Pathogènes fongiques : l’OMS veille au grain
L’Organisation Mondiale de la Santé (OMS) a publié fin octobre un rapport présentant sa toute première liste d’agents pathogènes fongiques prioritaires dans le but « d’orienter et de stimuler la recherche et les interventions politiques afin de renforcer la riposte mondiale aux infections fongiques et à la résistance aux antifongiques ». Une initiative plus que bienvenue dans ce domaine qui retient bien peu l’attention des scientifiques, alors que la problématique est pourtant loin d’être anodine.
Comme le souligne l'organisation dans son communiqué, les infections fongiques ne cessent de gagner du terrain partout dans le monde sous l'effet conjoint du réchauffement climatique et de déplacements et échanges internationaux de plus en plus nombreux. Malheureusement, ces maladies et leur distribution restent peu étudiées et pas toujours simples à diagnostiquer faute d'outils efficaces et accessible.
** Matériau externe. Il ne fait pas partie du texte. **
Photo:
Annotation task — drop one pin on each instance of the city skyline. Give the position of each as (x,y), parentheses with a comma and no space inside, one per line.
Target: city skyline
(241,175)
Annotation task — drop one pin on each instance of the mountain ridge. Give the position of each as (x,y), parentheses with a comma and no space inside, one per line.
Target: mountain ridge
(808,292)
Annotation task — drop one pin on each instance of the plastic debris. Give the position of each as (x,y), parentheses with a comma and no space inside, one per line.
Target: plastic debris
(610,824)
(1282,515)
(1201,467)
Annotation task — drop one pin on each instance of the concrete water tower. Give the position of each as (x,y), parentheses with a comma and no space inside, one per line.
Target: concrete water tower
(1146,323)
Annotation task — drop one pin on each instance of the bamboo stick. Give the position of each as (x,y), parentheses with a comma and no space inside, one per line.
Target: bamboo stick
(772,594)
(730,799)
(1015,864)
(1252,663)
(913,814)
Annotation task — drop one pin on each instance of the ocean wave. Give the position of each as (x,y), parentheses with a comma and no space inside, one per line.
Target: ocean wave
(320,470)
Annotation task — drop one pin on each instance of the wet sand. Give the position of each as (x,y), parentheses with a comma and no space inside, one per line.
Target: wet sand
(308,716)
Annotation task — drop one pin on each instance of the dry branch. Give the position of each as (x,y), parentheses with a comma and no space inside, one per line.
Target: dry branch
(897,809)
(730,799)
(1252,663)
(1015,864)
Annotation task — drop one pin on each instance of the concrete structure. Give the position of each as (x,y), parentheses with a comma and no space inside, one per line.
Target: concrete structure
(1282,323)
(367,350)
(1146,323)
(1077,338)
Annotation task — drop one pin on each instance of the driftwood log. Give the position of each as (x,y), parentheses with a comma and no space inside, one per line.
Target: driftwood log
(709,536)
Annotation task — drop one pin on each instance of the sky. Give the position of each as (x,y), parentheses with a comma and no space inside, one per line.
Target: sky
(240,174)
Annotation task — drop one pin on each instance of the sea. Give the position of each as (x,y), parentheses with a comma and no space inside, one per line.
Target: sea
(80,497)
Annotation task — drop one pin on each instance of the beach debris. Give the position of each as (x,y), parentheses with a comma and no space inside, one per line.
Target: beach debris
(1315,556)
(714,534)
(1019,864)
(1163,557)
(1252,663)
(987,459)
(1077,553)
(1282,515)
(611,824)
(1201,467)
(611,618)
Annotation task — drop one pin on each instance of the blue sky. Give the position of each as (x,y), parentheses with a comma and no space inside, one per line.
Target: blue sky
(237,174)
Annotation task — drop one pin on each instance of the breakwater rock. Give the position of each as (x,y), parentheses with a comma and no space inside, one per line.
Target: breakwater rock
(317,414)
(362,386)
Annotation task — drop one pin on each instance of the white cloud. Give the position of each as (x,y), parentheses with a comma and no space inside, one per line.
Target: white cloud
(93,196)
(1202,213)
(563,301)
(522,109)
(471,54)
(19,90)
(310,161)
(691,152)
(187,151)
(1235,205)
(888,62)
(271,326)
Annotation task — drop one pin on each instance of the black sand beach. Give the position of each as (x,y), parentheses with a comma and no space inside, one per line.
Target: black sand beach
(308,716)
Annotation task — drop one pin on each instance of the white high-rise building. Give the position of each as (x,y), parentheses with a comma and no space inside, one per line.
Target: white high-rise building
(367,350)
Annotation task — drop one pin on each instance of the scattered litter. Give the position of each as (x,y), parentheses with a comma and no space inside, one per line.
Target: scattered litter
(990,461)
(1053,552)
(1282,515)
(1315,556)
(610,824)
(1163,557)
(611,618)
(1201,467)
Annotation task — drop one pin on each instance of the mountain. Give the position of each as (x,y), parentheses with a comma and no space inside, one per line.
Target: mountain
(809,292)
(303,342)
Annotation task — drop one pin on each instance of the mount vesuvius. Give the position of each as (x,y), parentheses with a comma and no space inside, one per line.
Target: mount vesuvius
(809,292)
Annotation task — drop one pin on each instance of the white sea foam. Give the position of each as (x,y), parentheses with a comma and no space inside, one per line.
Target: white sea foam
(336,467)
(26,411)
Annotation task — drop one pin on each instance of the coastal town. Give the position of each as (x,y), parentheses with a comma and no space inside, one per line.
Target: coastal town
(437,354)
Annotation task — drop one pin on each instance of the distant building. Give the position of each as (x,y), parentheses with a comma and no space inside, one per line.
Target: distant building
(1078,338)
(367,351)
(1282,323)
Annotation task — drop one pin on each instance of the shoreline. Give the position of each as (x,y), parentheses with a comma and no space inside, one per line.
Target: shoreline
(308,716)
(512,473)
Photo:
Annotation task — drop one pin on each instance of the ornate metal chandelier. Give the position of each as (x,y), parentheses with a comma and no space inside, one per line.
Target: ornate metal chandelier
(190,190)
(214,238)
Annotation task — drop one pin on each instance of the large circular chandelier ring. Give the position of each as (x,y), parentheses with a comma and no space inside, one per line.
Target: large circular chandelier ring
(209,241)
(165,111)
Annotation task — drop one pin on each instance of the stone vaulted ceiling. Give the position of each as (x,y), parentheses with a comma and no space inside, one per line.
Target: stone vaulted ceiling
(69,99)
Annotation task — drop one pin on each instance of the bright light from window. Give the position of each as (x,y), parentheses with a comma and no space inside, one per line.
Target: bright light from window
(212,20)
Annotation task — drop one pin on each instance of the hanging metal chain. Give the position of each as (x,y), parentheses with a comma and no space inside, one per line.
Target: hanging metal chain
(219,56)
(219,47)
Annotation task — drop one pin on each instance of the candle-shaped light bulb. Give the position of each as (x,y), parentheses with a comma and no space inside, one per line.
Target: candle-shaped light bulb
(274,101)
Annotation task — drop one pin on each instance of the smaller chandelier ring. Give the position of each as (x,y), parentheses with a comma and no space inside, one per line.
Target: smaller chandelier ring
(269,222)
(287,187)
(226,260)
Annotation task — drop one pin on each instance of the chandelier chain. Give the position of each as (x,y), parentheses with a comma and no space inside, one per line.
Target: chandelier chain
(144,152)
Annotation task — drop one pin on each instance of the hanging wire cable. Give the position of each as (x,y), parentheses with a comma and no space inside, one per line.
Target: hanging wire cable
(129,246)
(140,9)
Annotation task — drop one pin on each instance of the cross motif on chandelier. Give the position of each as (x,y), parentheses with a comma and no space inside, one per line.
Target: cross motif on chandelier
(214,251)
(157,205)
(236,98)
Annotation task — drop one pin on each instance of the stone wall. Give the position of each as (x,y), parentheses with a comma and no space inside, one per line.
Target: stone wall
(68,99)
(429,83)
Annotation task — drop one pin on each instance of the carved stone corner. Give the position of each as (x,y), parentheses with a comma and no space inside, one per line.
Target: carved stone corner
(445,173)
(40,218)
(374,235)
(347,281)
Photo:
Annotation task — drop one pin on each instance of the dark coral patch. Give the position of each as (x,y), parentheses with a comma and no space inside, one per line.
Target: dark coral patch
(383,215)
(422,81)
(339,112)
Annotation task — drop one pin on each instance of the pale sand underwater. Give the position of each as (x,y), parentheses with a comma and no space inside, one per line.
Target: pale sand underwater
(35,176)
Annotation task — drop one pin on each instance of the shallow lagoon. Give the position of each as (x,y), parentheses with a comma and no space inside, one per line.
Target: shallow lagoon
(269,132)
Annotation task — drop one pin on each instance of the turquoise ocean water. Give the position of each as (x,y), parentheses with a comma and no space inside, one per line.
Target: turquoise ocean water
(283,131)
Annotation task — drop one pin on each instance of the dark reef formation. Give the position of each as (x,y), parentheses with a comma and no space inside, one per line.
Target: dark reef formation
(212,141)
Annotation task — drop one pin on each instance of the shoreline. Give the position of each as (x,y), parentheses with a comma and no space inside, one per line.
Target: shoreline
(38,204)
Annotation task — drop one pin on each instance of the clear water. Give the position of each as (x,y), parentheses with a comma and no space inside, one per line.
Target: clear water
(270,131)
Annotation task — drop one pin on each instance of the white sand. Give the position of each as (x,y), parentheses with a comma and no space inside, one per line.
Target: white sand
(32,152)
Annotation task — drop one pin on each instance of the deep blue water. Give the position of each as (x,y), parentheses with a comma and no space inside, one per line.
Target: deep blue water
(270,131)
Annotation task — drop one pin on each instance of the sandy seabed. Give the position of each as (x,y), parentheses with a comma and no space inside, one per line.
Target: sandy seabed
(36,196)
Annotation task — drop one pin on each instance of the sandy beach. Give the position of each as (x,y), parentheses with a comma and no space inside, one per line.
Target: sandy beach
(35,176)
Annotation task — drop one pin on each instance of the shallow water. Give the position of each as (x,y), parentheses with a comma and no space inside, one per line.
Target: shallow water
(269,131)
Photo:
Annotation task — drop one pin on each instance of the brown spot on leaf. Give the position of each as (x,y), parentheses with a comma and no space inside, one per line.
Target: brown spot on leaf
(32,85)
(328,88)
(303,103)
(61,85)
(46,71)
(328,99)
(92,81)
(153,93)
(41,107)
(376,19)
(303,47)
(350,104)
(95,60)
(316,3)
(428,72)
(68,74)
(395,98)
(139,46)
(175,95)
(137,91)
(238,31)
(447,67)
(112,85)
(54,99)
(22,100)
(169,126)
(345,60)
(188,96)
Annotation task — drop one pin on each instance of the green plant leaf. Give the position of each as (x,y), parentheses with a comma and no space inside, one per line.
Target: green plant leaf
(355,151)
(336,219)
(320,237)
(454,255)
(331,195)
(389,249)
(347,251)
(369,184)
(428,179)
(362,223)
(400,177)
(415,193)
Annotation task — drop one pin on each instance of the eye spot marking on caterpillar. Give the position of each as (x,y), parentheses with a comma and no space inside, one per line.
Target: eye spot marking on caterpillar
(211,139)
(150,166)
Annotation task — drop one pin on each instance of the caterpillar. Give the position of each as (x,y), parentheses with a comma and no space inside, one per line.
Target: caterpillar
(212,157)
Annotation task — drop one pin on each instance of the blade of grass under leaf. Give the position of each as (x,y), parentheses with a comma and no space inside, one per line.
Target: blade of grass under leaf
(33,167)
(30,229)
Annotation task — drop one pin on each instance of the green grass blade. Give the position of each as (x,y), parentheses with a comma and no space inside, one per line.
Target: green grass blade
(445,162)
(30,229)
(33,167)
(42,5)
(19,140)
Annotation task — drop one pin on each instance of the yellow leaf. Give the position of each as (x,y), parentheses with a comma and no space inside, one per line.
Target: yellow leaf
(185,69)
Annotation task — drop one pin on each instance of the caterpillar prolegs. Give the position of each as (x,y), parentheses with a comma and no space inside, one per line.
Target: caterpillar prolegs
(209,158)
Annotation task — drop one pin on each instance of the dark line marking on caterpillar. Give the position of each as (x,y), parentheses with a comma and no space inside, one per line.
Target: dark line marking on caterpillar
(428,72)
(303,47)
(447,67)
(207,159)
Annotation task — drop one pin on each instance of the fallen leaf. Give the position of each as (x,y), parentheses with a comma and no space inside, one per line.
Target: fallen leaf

Pour comble de malheur, avec à peine quatre classes de médicaments et fort peu de nouveautés en perspective, les options disponibles pour les combattre ne sont pas légion, d'autant que les résistances sont en augmentation. De quoi faire craindre une menace majeure pour la santé publique et en particulier pour les personnes gravement malades ou immunocompromises, particulièrement sensibles aux infections de ce type.